Descobriu que um pesquisador do Ceará, Expedito Parente, era o pioneiro na
utilização de mamona como matéria-prima de combustível. Foi
este pesquisador que, em 1983, fez o querosene de avião a partir de
óleo de mamona e voou, num Bandeirantes, de São
José dos
Campos a Brasília usando este combustível. "Mas
vivíamos uma
ditadura
e o projeto foi abortado. Graças a Deus isto acabou", diz
Ferreira.
Segundo ele, o
prefeito visitou o pesquisador, que estava trabalhando no biodiesel, sendo
inclusive detentor da patente do produto à base de mamona. "O prefeito quis
entrar neste negócio e hoje a usina está aí,
prestes a
iniciar a produção. Problemas vão acontecer,
estamos apanhando,
mas também estamos aprendendo."Idealizado o projeto, a
Prefeitura conseguiu que alguns produtores rurais plantassem mamona.
Coube ao Poder Público ceder sementes, adubo, horas/trator para os
pequenos, fazer convênio com a Emater, para a prestação
de assistência, e com a Ufla, para a realização de
pesquisas com
a planta.
O
pagamento destes insumos é feito em mamona. Desta forma, se um
agricultor
tomou R$ 100 em insumos, vai pagar R$ 100 em mamona. "Toda a mamona que o
município receber vai ser transformada em biodiesel. Se ele quiser vender para
nós, ao preço que nós nos propusermos a pagar,
vamos comprar.
Mas o agricultor terá liberdade de vender para outros, já que pode obter
R$ 4 por litro de óleo", explica o secretário.
Segundo
ele, o custo de um litro é de R$ 0,50. "Se ele vender para
nós a
R$ 1, por exemplo, terá 100% de lucro, mas poderá ter
muito mais se vender
para outro.
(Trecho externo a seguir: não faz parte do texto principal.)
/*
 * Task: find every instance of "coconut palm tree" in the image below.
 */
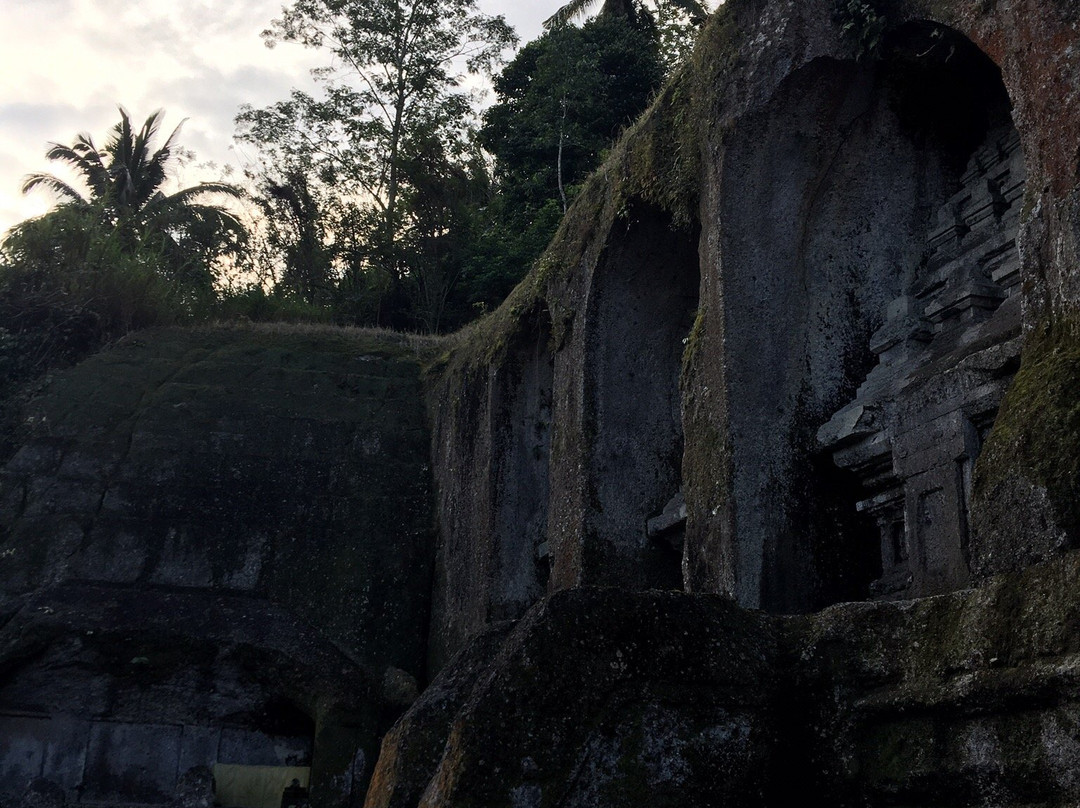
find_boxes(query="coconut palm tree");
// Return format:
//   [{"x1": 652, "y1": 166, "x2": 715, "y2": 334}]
[
  {"x1": 23, "y1": 107, "x2": 246, "y2": 285},
  {"x1": 543, "y1": 0, "x2": 708, "y2": 30}
]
Não podemos obrigá-lo a vender para
nós." A
conta do lucro é fácil de fazer. Se se considerar a
produção de mil quilos de mamona por
hectare, a produção de óleo será de 400
litros. Ao preço
de R$ 4, o valor final será de R$ 1.600. O produtor pode
também vender
600 quilos de torta de mamona, largamente utilizada na indústria
de
fertilizantes, ao preço de R$ 0,30 o quilo, o que lhe renderia
outros 180.
Mas,
no que interessa à Prefeitura, a proposta é adquirir a
mamona, transformá-la
em biodiesel e, ainda, retirar dela a glicerina, produto com bom mercado no
Exterior. Ferreira ressalta que a Prefeitura não vai ficar na
administração da usina. Tão logo ela esteja
funcionando será repassada a uma
associação chamada Biovar. "Na Prefeitura, em que tudo
depende de
licitação ou concurso, as coisas demoram a acontecer. Numa
associação,
pode ser mais rápido. Além disso, a
operação de compra e
venda
não é afeita à função da Prefeitura.
Vamos ficar como incentivadores disso."
O
secretário lembra que quando as primeiras notícias de uma
usina de combustível
vegetal foram divulgadas "o prefeito foi chamado de louco.
Havia rodinhas
de risada. Mas agora é um programa sem
volta. Nós tivemos a coragem de ser
os primeiros. Hoje, já estamos sendo procurados para associar
produtores, fazer trabalhos conjuntos e buscar investimentos para
plantio e instalação de usinas menores."
A
mamona
A
mamona tem ciclo - do plantio à colheita - entre 180 e 210 dias.
O custo de
produção gira em torno de R$ 700 por hectare, menor que o
custo do milho.
Além do
óleo, da planta é feita a torta fertilizante. "O produtor
nem precisa
vender a torta, porque é um excelente adubo e pode ser usado em
várias
lavouras. É maticida; se você usar, acaba com os
nematóides (vermes
microscópicos que habitam o solo e podem causar várias
doenças às plantas)",
afirma o secretário.
A
mamona pode ser plantada em consórcio com outras culturas, como o
feijão,
por exemplo. Se for consorciada ao café, o plantio deve ser
apenas em
lavouras recepadas (podadas) . "Com outro tipo de lavoura de café não
tem jeito, por causa da competição por nutrientes. No
próximo plantio, em setembro,
vamos tentar plantar com o milho". O plantio pode ser ainda "solteiro", ou
seja, sem ser associado a outras culturas. O plantio é feito
de setembro a março e a colheita ocorre em julho e agosto. O teor de
óleo é de 48%. Na região, é uma cultura
nova e, por isso,
pesquisas a respeito do cultivo, como espaçamento ideal entre
plantas, a
melhor variedade para esta área, que planta é ideal para a
consorciação
e qual o melhor período para promover a rotatividade de culturas estão
sendo feitas. "Mas estamos sentindo que está dando certo. Uma das vantagens
é que a mamona é uma cultura de cultivo todo manual. Então,
poderá gerar empregos."
O
biodiesel
O
biodiesel pode ser produzido com o óleo de muitas plantas, como
mamona, soja,
girassol, amendoim e algodão. Até mesmo o óleo de
fritura pode
ser transformado em biodiesel. No caso de Varginha, será obtido
primeiramente
da mamona, mas como a área plantada é pequena, de apenas
80
hectares até agora, a Secretaria de Agricultura não
descarta outras fontes.
Em
toda a região é possível encontrar mamona nativa.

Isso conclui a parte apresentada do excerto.